August 09, 2025
Contributor
On July 19, 2025, Eritrean President Isaias Afwerki delivered yet another one of his long, ideologically freighted television interviews, part geopolitical treatise, part regional blame game, and all too familiar in its evasiveness. In a performance spanning nearly two hours on Eritrean State TV, President Isaias, now entering his 35th year as sole ruler of Eritrea, offered what he likely believes to be a masterclass in global political analysis. To the rest of us, it was another exercise in obfuscation, historical revisionism, and dangerous meddling in regional affairs.
If it were not so consequential, it might be comical: the head of one of the most closed, militarized, and economically stagnant nations on Earth positioning himself as the voice of moral clarity and regional stability.
The Global Order—A Mirror or a Diversion?
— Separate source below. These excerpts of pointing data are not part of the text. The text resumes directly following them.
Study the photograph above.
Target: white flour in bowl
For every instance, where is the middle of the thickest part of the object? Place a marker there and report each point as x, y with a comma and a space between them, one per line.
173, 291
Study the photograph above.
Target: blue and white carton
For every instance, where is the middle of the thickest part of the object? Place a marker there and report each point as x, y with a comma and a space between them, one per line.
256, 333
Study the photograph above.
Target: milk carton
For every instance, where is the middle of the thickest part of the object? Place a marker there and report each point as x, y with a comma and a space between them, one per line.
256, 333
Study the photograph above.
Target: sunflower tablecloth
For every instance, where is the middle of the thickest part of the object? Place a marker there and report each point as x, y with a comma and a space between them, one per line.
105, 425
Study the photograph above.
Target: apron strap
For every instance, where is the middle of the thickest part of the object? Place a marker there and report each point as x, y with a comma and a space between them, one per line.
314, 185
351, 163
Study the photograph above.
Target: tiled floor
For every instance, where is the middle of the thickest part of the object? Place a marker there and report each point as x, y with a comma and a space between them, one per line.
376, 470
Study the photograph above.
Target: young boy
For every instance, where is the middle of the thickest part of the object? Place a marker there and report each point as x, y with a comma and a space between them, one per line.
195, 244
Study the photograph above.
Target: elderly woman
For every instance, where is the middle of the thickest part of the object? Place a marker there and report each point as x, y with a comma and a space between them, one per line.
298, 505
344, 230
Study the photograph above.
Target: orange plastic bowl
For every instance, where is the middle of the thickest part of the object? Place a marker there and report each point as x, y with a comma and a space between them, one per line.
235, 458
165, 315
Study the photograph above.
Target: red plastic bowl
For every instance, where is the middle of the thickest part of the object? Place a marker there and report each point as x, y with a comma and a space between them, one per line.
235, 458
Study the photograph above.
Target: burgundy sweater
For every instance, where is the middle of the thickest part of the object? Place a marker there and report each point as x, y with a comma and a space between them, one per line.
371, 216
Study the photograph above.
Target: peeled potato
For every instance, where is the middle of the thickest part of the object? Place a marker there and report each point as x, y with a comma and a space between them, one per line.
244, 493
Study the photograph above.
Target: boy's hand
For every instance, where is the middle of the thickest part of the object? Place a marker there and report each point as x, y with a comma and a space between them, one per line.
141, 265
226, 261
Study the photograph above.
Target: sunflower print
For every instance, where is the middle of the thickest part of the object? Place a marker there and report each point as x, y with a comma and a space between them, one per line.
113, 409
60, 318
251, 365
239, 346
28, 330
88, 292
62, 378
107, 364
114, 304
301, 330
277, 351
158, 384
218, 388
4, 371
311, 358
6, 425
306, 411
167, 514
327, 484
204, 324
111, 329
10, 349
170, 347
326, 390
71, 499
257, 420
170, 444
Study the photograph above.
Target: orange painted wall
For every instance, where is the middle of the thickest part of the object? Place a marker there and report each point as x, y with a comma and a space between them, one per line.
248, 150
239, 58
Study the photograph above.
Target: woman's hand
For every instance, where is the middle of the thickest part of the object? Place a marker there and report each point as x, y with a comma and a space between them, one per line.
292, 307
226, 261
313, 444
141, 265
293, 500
Isaias’s opening diagnosis of global power dynamics, a lament on the failure of the post-World War II international system and the erosion of U.S. hegemony, mirrors arguments made in academic journals and think tank reports. But there is a gaping contradiction: a man who has never allowed his own people a single vote in 34 years of independence now speaks of justice, equality, and fair global governance.
One cannot call for a “just international order” while running a country with no constitution, no independent judiciary, and one of the highest rates of youth exodus in the world. Eritrea, under Isaias, is the very embodiment of the authoritarianism and repression that have fueled much of the global south’s disillusionment with liberal internationalism.
His reflections on Africa’s economic stagnation, or resource dependency, weak manufacturing, brain drain are in many respects accurate. But again, Eritrea is among the worst examples. Its economy remains primitive, closed, and heavily militarized. International partnerships, aid, or even basic trade relations are nonexistent.
A Dangerous Obsession with the Internal Affairs of Countries in the Region
President Isaias spent a disproportionate amount of time speaking about Ethiopia, a neighboring country with whom Eritrea shares a complex, often volatile history. He accused others of warmongering. Yet the facts tell a different story. Eritrean troops, for instance, remain on Ethiopian soil long after the Pretoria Agreement. Eritrea has been credibly accused by independent observers of arming anti-government militias and fueling ethnic tensions not only in Ethiopia, but also in Sudan, interventions that go far beyond rhetorical posturing.
Isaias’s Own Legacy
One striking feature of the interview is what it does not contain. There is no mention of infrastructure development, no talk of educational reform or health care progress, no acknowledgment of the economic hardship endured by ordinary Eritreans. After 34 years of independence, there is little to show and even less to celebrate. No ports bustling with commerce. No technological leapfrogging. No democratic transition. Just the steady attrition of national potential under the weight of one man’s insecurities and strategic delusions. The Eritrean President seems more interested in shaping the narrative of other nations than addressing the glaring failures of his own.
What the Region Needs
The Horn of Africa is at a tipping point. It faces intersecting crises: mass migration, climate vulnerability, youth unemployment, and cross-border insurgencies. What it needs is regional cooperation, not ideological lectures. What it demands is mutual respect, not paranoia.
President Isaias’s interview reveals a deeply entrenched worldview, a mix of Cold War-era thinking, personalized grievance, and regional ambition. It is a worldview that may still resonate within the upper echelons of Eritrean leadership, but it is dangerously out of step with the needs of the region and the aspirations of its people.
If Eritrea is to be a partner in peace and development, its leadership must re-engage with its neighbors on the basis of transparency and trust. Until then, the Horn of Africa will remain hostage to the paranoid strategies of a man who mistakes monologue for diplomacy and power for wisdom.
Kayen Dawit is a researcher on the politics and governance of the Horn of Africa (HoA).